Sędzia zagwiżdże po raz pierwszy. Dobrze weszliśmy w mecz. Od razu na samym początku zapakowaliśmy Amerykanom dwie bramki i pokazaliśmy, kto tu rządzi. Najpierw Brada Friedela pokonał Emmanuel Olisadebe, a potem na 2:0 podwyższył Paweł Kryszałowicz, który rozgrywał świetne zawody. Dryblował, dogrywał i strzelał. To my dyktowaliśmy warunki na boisku. (…)


W drugiej połowie bramkę na 3:0 zdobył Marcin Żewłakow. Byłem już spokojny, wiedziałem, że jest dobrze. Potem jednak to Amerykanie zaczęli dochodzić do głosu i strzelili nam gola. (…)


Oczywiście po końcowym gwizdku czuliśmy lekki niedosyt, że nie udało nam się zrealizować planu minimum, czyli wyjść z grupy, ale na pewno byliśmy w lepszych humorach niż po poprzednich meczach. Podeszliśmy do wypełnionego naszymi kibicami sektora i w ramach podziękowań rzuciliśmy im swoje koszulki.

 

 

4. Sławomir Peszko – Wieczysta łatka kadrowego błazna

Pół-człowiek, pół-litra, piłkarz na 40 procent, Atmosferović – to tylko kilka z przydomków nadanych Sławomirowi Peszce przez ostatnich kilka lat. Mało kto pamięta jednak, że w kadrze Adama Nawałki był on przez pewien czas pierwszym, bardzo ważnym zmiennikiem.

Eliminacje do mistrzostw Europy 2016 przebiegały pod dyktando reprezentacji Polski. Po historycznym triumfie nad Niemcami należało postawić następne kroki ku awansowi. W marcu 2015 roku Polacy rozegrali czwarty mecz grupowy, przeciwko Irlandii. W obliczu problemów zdrowotnych Peszko został wstawiony do podstawowej jedenastki. Niektórzy obawiali się, że będzie to nasz słaby punkt. Okazało się zupełnie inaczej.

Sławomir Peszko:

Byłem tak podekscytowany, że emocje buzowały we mnie już w hotelu. Około 14:00 zacząłem już żyć meczem.

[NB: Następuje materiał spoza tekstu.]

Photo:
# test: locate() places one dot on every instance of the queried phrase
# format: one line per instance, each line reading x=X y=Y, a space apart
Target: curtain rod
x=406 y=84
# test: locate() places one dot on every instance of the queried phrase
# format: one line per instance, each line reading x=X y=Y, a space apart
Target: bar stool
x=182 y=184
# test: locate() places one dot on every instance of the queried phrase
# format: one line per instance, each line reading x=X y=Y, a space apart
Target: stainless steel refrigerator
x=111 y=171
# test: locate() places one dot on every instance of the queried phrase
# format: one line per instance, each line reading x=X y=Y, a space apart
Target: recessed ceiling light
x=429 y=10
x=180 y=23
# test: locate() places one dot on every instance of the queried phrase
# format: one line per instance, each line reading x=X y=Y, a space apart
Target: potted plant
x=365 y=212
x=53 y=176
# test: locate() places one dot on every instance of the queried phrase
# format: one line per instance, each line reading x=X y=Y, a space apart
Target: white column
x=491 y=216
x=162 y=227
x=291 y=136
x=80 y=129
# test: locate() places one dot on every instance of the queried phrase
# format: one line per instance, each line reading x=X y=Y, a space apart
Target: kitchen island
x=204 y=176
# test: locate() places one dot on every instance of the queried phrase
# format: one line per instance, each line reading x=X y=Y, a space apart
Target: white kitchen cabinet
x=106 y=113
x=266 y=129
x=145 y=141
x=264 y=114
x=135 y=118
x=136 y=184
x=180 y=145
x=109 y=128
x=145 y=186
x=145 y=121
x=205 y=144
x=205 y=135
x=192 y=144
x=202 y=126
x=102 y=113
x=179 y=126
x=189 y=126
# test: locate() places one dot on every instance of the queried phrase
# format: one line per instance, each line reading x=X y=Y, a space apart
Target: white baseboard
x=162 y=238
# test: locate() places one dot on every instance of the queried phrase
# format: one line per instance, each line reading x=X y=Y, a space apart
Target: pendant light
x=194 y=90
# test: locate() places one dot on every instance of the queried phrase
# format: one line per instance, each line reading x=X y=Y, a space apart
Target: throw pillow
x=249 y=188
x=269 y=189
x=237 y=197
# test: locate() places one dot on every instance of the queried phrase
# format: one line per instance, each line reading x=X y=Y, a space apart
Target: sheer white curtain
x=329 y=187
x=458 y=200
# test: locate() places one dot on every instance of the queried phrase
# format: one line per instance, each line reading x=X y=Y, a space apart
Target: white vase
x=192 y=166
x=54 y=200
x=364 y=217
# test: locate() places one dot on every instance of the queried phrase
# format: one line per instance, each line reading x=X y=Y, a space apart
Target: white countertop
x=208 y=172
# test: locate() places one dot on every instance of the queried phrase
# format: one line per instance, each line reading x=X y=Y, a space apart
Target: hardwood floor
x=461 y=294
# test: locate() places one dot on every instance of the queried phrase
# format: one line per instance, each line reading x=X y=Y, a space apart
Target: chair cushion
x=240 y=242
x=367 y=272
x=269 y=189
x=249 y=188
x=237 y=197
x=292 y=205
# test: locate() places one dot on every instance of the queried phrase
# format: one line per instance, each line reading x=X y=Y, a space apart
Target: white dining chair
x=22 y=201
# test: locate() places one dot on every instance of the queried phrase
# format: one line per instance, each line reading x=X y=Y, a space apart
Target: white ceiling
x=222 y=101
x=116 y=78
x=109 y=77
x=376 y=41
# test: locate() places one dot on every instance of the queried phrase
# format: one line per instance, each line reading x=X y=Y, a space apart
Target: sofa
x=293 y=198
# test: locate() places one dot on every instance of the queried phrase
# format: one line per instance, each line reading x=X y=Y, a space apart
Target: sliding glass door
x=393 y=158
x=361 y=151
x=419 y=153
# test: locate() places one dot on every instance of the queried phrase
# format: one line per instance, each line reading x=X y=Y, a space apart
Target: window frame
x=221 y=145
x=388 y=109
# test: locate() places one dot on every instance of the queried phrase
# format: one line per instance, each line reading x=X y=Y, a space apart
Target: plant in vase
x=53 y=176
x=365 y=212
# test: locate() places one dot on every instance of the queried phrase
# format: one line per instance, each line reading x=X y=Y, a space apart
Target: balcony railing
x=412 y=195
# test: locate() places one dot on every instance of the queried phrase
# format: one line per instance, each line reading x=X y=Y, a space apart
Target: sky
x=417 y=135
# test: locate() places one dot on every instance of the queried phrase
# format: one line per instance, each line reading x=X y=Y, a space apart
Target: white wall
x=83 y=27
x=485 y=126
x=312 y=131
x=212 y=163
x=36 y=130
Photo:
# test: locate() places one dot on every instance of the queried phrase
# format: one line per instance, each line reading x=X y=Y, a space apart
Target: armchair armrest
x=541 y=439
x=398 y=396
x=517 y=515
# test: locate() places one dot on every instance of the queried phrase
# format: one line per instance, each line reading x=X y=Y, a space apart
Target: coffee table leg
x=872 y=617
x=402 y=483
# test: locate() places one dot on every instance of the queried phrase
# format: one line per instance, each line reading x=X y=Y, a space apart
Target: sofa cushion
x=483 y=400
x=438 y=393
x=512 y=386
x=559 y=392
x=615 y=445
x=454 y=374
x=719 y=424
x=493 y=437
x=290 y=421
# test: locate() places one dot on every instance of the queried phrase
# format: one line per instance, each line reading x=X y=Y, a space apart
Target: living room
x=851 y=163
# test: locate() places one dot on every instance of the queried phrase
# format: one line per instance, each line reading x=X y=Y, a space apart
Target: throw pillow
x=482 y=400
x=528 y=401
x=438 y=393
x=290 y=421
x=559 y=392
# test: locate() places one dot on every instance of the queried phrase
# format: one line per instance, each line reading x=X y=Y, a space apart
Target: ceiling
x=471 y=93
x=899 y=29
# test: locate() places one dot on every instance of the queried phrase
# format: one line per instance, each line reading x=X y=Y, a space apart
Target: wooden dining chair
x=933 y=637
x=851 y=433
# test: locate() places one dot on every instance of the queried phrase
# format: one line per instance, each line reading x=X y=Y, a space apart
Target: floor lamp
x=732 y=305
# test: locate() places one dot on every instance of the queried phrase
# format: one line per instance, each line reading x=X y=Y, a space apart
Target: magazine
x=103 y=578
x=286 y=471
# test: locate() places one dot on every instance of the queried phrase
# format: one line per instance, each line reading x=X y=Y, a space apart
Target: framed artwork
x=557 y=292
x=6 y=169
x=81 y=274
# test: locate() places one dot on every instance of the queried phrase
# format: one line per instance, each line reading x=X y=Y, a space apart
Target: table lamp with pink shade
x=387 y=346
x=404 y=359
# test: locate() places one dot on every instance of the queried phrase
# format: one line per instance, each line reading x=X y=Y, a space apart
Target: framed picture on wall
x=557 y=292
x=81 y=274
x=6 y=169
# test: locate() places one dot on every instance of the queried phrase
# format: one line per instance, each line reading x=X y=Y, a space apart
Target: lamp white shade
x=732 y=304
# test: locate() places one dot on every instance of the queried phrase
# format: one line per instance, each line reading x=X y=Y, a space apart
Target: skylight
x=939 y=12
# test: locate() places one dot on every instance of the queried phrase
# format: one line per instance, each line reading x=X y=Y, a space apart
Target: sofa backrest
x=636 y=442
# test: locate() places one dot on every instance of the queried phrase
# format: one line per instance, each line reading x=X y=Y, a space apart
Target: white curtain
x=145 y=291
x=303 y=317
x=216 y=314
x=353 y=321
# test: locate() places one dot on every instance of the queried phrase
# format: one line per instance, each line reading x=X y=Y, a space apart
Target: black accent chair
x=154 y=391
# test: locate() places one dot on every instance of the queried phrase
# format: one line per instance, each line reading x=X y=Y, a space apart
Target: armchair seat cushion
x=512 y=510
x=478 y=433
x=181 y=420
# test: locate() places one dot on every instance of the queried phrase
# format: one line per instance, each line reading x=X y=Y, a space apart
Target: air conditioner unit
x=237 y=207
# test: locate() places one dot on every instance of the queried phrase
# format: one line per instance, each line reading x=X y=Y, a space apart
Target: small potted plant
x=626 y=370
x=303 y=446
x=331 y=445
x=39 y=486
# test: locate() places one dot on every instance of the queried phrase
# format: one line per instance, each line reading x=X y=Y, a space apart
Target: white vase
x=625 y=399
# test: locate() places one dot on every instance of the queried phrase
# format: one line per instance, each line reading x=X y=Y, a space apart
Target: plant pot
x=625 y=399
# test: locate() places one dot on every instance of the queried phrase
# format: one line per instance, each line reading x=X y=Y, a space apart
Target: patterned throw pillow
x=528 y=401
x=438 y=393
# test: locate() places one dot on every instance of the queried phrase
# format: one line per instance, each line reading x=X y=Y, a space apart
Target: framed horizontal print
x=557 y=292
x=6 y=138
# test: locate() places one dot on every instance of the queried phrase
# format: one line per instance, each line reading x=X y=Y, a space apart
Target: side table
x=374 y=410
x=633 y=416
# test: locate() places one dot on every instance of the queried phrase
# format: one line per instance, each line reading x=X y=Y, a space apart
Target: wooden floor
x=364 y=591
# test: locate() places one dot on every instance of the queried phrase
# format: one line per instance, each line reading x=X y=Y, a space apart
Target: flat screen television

Wracały do mnie również wspomnienia sprzed kilku lat, bo właśnie w Dublinie rozegrałem pierwsze spotkanie w biało-czerwonych barwach. (…)


Spotkanie ułożyło się dla nas idealnie. Po długim wykopie Łukasza Fabiańskiego piłka poszybowała w mój narożnik. Brałem udział w akcji z Maciejem Rybusem i razem walczyliśmy o odbiór. Wiedziałem, że Irlandczycy mogą popełnić błąd i tak też się stało. Wyłuskałem piłkę przeciwnikowi i doskonale zdawałem sobie sprawę z tego, że nie ma czasu na kombinowanie i drybling – musiałem od razu oddać mocny strzał na bramkę Shaya Givena. Radość była ogromna, od razu wpadłem w objęcia kolegów z drużyny. Nie dość, że wróciłem do reprezentacji, to jeszcze przywitałem się z kadrą w taki sposób. Pamiętam wrzawę i radość polskich kibiców, których na trybunach było mnóstwo. (…)


Mimo że „tylko” zremisowaliśmy na trudnym terenie, kibice okazali nam wsparcie. Cieszyli się z naszego wyniku. Ciepło przyjęto nas także w hotelu, gdzie było dużo Polaków, którzy tam pracowali. Cieszyłem się, że zagrałem w meczu, gratulowano mi bramki. Później mówiono, że Peszko wrócił do Niemiec uskrzydlony.

 

 

5. Bójcie się Pazdana!

 Kamil Glik przez lata pozostawał ostoją środka defensywy naszej reprezentacji. Próbowano dopasować do niego wielu stoperów – Marcina Wasilewskiego, Łukasza Szukałę czy Marcina Kamińskiego. Aż wreszcie, w trakcie eliminacji do Euro 2016, udało się Adamowi Nawałce znaleźć brakujący element – Michała Pazdana.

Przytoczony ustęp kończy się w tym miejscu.